Section 746(2) of the act provided that any local act which repeals or affects any provisions of the acts repealed by the act shall have the same effect on the corresponding provisions of the act as it had on the said provisions repealed by the act.

Section 746(3) of the act provided that nothing in the act shall affect the ration of any seaman who was rated and served as A.B. before 2 August 1880.

== Subsequent developments ==
Section 746(3) of the act was repealed by section 1 of, and the first schedule to, the Statute Law Revision Act 1953 (2 & 3 Eliz. 2. c. 5), which came into force on 18 December 1953.
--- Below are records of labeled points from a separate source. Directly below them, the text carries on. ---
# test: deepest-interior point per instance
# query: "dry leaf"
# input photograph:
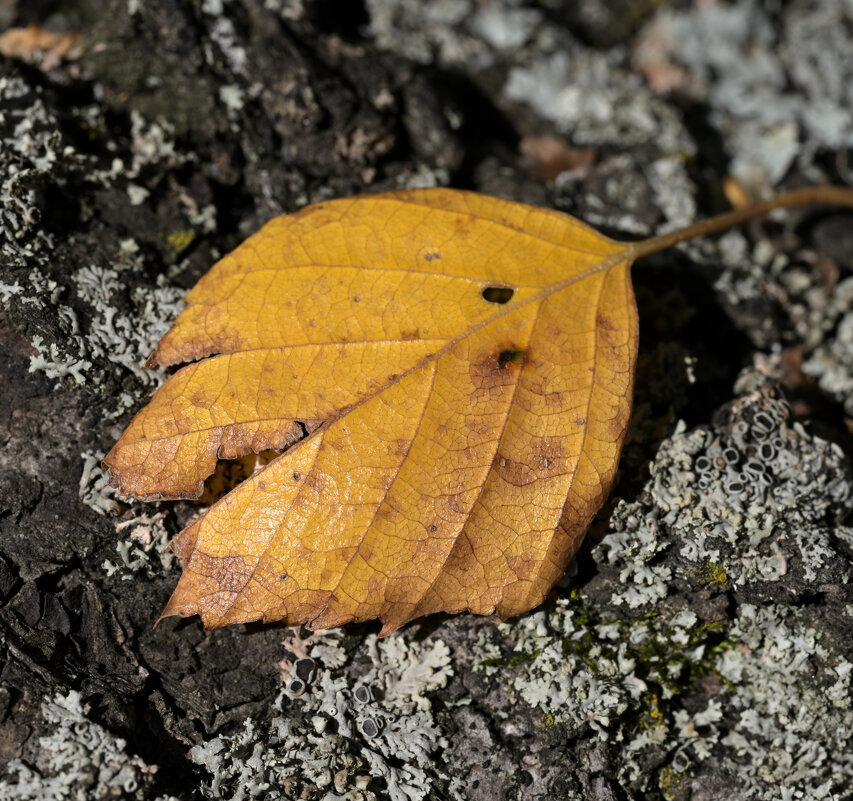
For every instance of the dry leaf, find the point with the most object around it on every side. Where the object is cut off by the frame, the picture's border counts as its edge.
(36, 45)
(456, 373)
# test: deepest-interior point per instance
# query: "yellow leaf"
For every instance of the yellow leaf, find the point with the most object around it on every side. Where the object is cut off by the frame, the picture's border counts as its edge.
(453, 374)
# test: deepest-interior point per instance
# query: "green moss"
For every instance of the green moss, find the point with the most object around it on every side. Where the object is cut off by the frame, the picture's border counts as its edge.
(652, 716)
(179, 241)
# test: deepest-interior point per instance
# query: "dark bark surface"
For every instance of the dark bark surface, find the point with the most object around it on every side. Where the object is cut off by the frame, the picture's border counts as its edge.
(701, 650)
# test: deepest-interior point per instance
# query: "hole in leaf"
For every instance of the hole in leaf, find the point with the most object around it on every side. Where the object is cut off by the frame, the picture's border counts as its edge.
(506, 357)
(498, 294)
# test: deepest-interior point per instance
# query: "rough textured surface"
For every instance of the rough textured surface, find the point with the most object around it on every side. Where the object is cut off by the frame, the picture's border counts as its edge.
(701, 649)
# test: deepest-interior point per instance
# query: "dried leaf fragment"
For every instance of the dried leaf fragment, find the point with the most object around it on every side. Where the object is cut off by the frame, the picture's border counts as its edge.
(463, 367)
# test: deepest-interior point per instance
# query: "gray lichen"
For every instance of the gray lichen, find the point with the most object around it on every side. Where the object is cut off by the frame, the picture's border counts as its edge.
(331, 739)
(745, 503)
(776, 95)
(78, 761)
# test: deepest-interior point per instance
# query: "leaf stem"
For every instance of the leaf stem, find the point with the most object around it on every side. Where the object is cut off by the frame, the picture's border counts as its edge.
(835, 195)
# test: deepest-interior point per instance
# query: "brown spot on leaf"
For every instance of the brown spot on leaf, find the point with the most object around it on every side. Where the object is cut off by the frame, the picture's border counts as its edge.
(228, 573)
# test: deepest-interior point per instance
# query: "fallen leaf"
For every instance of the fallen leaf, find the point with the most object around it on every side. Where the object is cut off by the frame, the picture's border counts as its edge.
(452, 374)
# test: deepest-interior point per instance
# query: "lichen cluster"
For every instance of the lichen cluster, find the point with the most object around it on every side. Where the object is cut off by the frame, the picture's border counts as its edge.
(736, 506)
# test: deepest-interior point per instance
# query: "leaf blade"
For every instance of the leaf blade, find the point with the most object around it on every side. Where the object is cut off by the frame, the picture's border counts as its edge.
(400, 551)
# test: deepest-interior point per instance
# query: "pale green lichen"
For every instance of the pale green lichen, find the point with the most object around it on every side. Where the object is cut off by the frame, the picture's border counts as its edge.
(78, 761)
Sections 165 and 688 of the act were repealed by section 57(2) of, and the second schedule to, the Administration of Justice Act 1956 (4 & 5 Eliz. 2. c. 46), which came into force on 1 October 1957.

Section 125(5) of the act was repealed by section 1 of, and the schedule to, the Statute Law Revision Act 1963, which came into force on 31 July 1963.
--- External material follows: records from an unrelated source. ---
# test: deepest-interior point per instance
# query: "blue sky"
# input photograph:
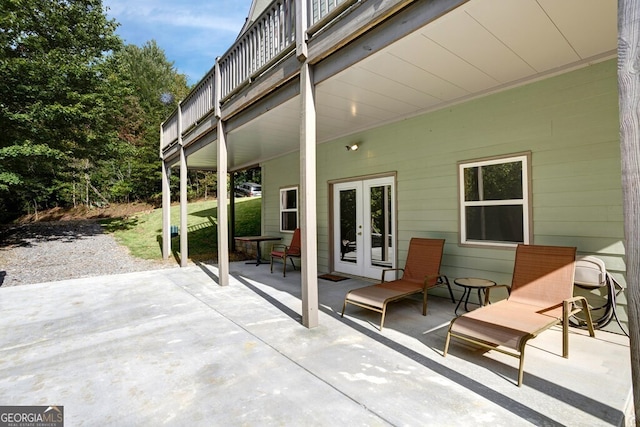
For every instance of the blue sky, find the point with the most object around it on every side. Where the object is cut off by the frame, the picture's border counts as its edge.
(192, 33)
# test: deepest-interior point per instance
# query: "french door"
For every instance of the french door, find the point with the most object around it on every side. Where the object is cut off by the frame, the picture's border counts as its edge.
(364, 226)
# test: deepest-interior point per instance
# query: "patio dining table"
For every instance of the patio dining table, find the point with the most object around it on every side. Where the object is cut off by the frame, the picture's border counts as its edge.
(258, 240)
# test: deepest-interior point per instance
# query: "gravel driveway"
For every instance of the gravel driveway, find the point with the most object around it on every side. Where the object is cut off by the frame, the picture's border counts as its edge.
(50, 251)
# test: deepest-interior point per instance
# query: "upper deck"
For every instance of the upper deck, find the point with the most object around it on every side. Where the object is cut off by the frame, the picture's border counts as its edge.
(376, 62)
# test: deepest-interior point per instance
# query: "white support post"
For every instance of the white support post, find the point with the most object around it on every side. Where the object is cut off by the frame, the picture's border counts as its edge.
(166, 201)
(223, 217)
(184, 242)
(166, 211)
(308, 218)
(222, 170)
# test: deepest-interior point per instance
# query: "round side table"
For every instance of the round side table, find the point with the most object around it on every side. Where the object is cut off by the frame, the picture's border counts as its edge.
(469, 284)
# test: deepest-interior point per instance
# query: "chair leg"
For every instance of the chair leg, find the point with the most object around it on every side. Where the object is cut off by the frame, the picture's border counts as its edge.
(446, 343)
(565, 329)
(521, 368)
(284, 266)
(587, 315)
(424, 303)
(384, 311)
(446, 281)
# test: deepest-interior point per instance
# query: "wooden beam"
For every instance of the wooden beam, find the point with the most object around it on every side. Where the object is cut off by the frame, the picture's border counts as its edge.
(629, 95)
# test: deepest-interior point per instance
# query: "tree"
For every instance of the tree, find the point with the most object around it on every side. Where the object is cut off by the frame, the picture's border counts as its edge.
(629, 90)
(51, 94)
(148, 85)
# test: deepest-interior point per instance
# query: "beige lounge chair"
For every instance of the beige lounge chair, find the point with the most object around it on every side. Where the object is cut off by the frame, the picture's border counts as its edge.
(421, 272)
(280, 251)
(541, 296)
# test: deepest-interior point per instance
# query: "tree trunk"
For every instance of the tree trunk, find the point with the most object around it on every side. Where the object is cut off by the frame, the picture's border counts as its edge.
(629, 95)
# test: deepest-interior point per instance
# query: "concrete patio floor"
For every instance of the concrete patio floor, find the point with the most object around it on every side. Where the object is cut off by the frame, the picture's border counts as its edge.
(171, 347)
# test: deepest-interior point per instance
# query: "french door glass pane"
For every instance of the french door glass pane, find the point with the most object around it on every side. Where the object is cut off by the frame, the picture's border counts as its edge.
(348, 226)
(381, 222)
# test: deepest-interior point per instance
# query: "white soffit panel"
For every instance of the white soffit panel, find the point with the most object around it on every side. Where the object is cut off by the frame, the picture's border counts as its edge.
(463, 36)
(524, 27)
(430, 56)
(415, 74)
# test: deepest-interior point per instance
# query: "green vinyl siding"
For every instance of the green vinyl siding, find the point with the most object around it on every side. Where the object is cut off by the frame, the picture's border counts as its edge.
(570, 125)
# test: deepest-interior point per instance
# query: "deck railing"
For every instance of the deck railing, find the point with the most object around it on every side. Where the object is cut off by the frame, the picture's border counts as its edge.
(271, 37)
(199, 103)
(272, 33)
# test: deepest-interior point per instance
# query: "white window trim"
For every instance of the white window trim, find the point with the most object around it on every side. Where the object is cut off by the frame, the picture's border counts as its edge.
(525, 202)
(283, 191)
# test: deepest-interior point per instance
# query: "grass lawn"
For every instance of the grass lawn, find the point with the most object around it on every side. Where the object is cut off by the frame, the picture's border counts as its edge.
(142, 234)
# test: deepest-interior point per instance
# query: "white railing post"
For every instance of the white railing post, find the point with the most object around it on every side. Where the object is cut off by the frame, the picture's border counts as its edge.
(302, 22)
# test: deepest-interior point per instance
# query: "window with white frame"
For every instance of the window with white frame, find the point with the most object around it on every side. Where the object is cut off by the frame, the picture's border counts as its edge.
(494, 201)
(288, 209)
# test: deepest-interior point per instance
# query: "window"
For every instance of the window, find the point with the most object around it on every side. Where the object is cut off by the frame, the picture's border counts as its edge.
(494, 201)
(288, 209)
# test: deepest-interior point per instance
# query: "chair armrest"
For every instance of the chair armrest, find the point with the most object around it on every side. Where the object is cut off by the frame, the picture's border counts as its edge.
(390, 269)
(435, 276)
(487, 291)
(278, 247)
Section 368 of the act was repealed by section 1(1) of, and part VII of schedule 1 to, the Statute Law (Repeals) Act 1976, which came into force on 27 May 1976.

Section 746(1) of the act was repealed by section 1(1) of, and part XV of schedule 1 to, the Statute Law (Repeals) Act 1977, which came into force on 16 June 1977.

Section 683(4) of the act was repealed by section 1(1) of, and part XI of schedule 1 to, the Statute Law (Repeals) Act 1986, which came into force on 2 May 1986.